After Role Transition: ADG to classic Extract
  1. Edit ext1.prm and remove:

    TRANLOGOPTIONS MINEFROMACTIVEDG

  2. If a failover, add TRANLOGOPTIONS USEPREVRESETLOGSID.

  3. Start Extract:

    START EXTRACT ext1

    Extract will abend once it reaches the role transition point, then it does an internal BR_RESET and moves both the I/O checkpoint and current checkpoint to SCN s.

  4. If failover, edit the parameter file again and remove:

    TRANLOGOPTIONS USEPREVRESETLOGSID

  5. Execute ALTER EXTRACT ext1 SCN #, where # is the SCN value from role switch message.

  6. Based on the thread counts, do one of the following:

    If the thread counts are same between the databases, then execute the START EXTRACT ext1; command.

    or

    If thread counts are different between the databases, then execute the following commands:

    DROP EXTRACT ext1

    ADD EXTRACT ext1 THREADS t BEGIN SCN s

    START EXTRACT ext1

Role Related:
After Role Transition: Classic Extract to classic Extract
  1. Edit ext1.prm to change the database system to the standby system:

    DBLOGIN USERID userid@stansys, PASSWORD password

  2. If a failover, add TRANLOGOPTIONS USEPREVRESETLOGSID.

  3. Start Extract:

    START EXTRACT ext1

    Extract will abend once it reaches the role transition point, then it does an internal BR_RESET and moves both the I/O checkpoint and current checkpoint to SCN s.

  4. If failover, edit the parameter file again and remove:

    TRANLOGOPTIONS USEPREVRESETLOGSID

  5. Execute ALTER EXTRACT ext1 SCN #, where# is the SCN value from role switch message.

  6. Based on the thread counts, do one of the following:

    If the thread counts are same between the databases, then execute the START EXTRACT ext1; command.

    or

    If thread counts are different between the databases, then execute the following commands:

    DROP EXTRACT ext1

    ADD EXTRACT ext1 THREADS t BEGIN SCN s

    START EXTRACT ext1

After Role Transition: ADG to ADG
  1. Edit ext1.prm to change the database system to the primary system:

    DBLOGIN USERID userid@prisys, PASSWORD password

  2. If a failover, add TRANLOGOPTIONS USEPREVRESETLOGSID.

  3. Start Extract:

    START EXTRACT ext1

    Extract will abend once it reaches the role transition point, then it does an internal BR_RESET and moves both the I/O checkpoint and current checkpoint to SCN s.

  4. If failover, edit the parameter file again and remove:

    TRANLOGOPTIONS USEPREVRESETLOGSID

  5. Execute ALTER EXTRACT ext1 SCN #, where# is the SCN value from role switch message.

  6. Based on the thread counts, do one of the following:

    If the thread counts are same between the databases, then execute the START EXTRACT ext1; command.

    or

    If thread counts are different between the databases, then execute the following commands:

    DROP EXTRACT ext1

    ADD EXTRACT ext1 THREADS t BEGIN SCN s

    START EXTRACT ext1


11.7 Avoiding Log-read Bottlenecks in Classic Capture

When Oracle GoldenGate captures data from the redo logs, I/O bottlenecks can occur because Extract is reading the same files that are being written by the database logging mechanism.
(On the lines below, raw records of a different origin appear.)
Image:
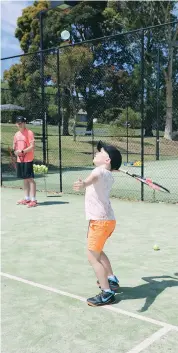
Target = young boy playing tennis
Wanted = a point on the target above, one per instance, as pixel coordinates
(23, 146)
(101, 219)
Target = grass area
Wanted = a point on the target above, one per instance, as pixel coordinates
(79, 153)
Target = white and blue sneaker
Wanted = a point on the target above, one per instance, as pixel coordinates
(113, 284)
(103, 298)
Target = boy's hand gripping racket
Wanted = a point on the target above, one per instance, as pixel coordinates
(147, 181)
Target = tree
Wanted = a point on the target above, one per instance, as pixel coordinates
(72, 60)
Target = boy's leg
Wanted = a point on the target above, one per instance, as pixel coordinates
(26, 189)
(32, 189)
(33, 202)
(106, 263)
(100, 270)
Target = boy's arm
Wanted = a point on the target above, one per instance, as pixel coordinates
(81, 184)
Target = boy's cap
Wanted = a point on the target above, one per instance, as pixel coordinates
(114, 154)
(20, 119)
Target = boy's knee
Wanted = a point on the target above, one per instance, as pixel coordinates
(93, 256)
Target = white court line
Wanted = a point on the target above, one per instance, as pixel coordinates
(106, 307)
(150, 340)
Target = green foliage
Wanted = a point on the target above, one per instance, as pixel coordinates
(129, 115)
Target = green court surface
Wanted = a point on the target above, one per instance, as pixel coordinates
(46, 278)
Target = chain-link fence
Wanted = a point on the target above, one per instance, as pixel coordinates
(121, 89)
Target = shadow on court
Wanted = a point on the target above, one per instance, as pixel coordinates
(149, 290)
(48, 203)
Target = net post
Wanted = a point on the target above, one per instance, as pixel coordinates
(142, 113)
(60, 120)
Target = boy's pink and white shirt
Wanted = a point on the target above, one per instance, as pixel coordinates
(97, 202)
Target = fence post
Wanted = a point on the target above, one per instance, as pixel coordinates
(157, 105)
(42, 87)
(60, 120)
(142, 113)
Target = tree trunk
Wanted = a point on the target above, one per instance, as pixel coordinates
(168, 80)
(168, 125)
(89, 120)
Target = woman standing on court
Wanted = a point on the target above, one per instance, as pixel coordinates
(23, 146)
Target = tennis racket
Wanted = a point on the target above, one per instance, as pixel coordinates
(146, 181)
(13, 158)
(20, 145)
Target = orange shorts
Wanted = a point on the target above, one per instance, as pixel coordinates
(98, 233)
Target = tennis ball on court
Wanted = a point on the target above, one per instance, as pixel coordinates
(156, 247)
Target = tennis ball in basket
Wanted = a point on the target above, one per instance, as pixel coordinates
(156, 247)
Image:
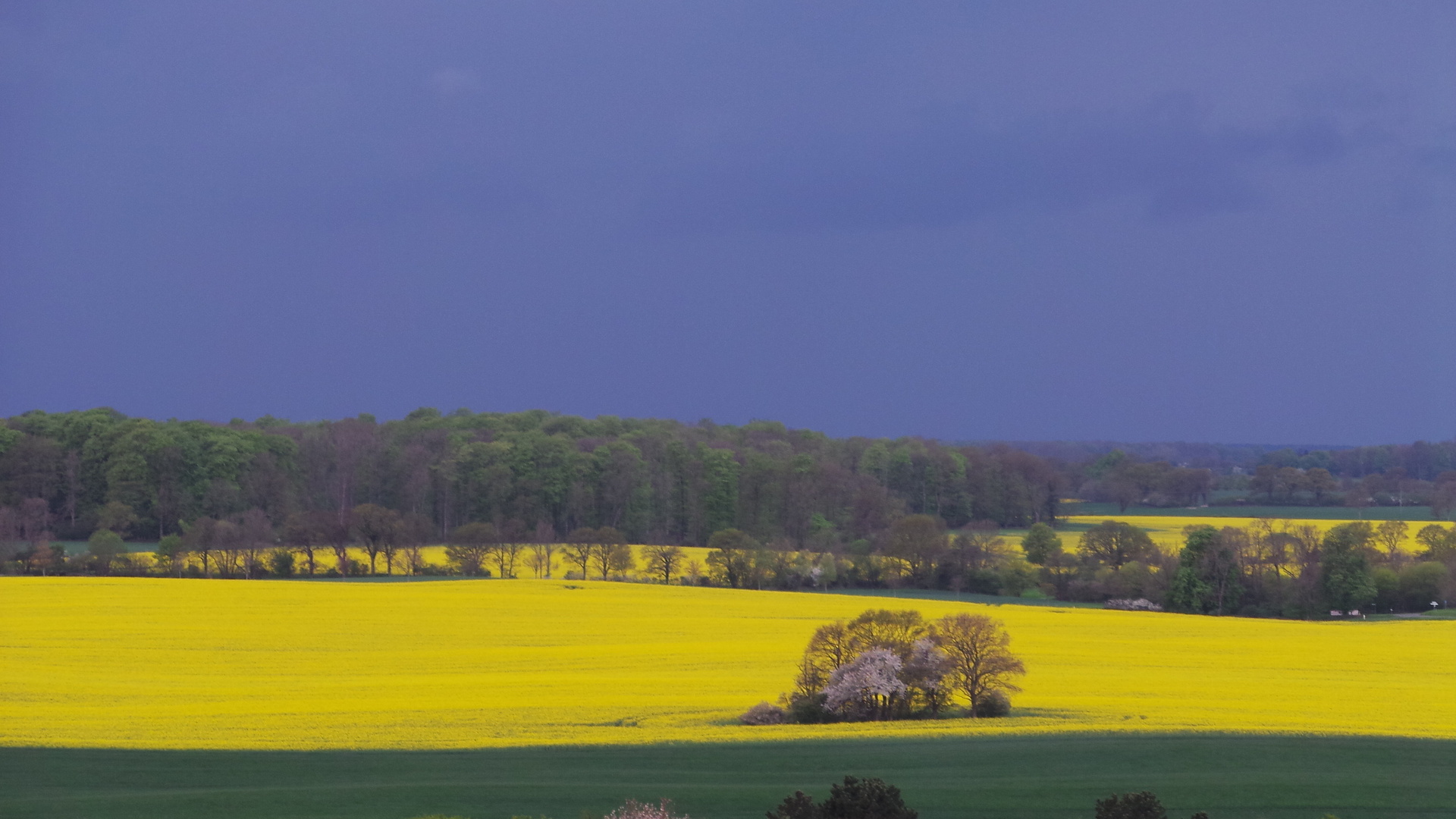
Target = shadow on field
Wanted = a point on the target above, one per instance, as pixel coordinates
(1277, 777)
Performance degradation increases with the number of Extract processes that read the same logs. You can:

  • Try using faster drives and a faster controller. Both Extract and the database logging mechanism will be faster on a faster I/O system.

  • Store the logs on RAID 0+1. Avoid RAID 5, which performs checksums on every block written and is not a good choice for high levels of continuous I/O.